The unreasoning hostility and animosity of the West towards Iran has been going on for so long now that it has become almost a permanent feature of the international landscape. Most of the diplomats, journalists and pundits who take an interest in it hadn’t even started their careers at the time of the 1979 revolution: some weren’t even born then. Most, I suspect, would have to make an effort to remember that things had once been otherwise.

But of course they were otherwise, once. Before 1979, Iran was the linchpin of western strategy in the Middle East, a rapidly modernising state presided over by a firm but wise ruler, a reliable friend of the West, a massive market for arms and sophisticated western goods and the military strong-man of the region. All that disappeared in a few months, to the astonishment of the punditocracy of the day. What made it worse was that the West actually back the Islamists to take over, against the allegedly “Communist” Mujihadeen E Khalq, who might have created a secular, modern, Iran had they won. The West has been in a monumental sulk ever since.

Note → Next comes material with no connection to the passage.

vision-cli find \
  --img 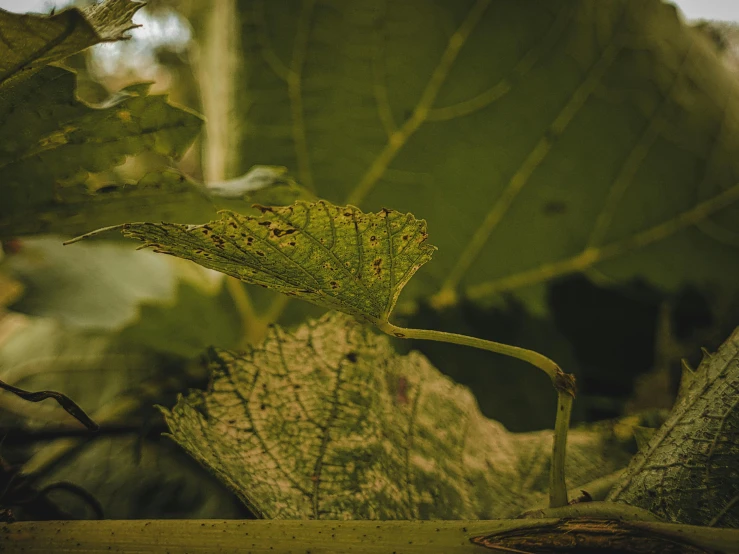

And so began the apparently endless campaign to bring the Iranian regime down, a campaign which long ago left any semblance of logic or coherence behind it, and became a kind of Frankenstein’s monster which stumbles on year by year because it’s too embarrassing to stop it. From efforts at physically overthrowing the regime, to promoting war with Iraq in which a million died, to economic sanctions, and fake anger about a nuclear weapon programme which even the Americans admit doesn’t exist, it’s staggered from one expedient to the next. It’s all turned out horribly badly. Iraq failed to won the war in spite of massive western assistance, and eventually Saddam Hussein himself had to be destroyed, in a war which was supposed to ultimately lead to Tehran, but which led instead to a Shia-dominated Iraq, and a Iraq-Iran alliance never before seen in history. Meanwhile, the core group of Iran-haters (the Americans, British, French and Germans and assorted Arab absolute monarchies) was becoming smaller and more isolated by the year. And Iran is still there, a major regional power with good relations with Russia and China, an important oil exporter and a key actor in Lebanon and Syria. It’s enough to drive the West to screaming hysteria, which is exactly what it has done.

But how do you turn off a hate campaign that’s lasted 35 years? It seems fairly clear that the West is now essentially going through the motions, and that it’s been quietly decided that the Iranian regime will just have to be lived with. Even so, such a violent change can’t be made overnight, or even the media might notice. So what we’re seeing now is a deliberate attempt to pretend that it’s the Iranians who have changed, that the election of Rouhani marks some kind of turning point. It’s significant that he’s not being subjected to the same character assassination as his predecessor was, and this suggests that, at long last, the West has decided to acknowledge that the Islamic regime is here to stay. It only took them thirty-five years.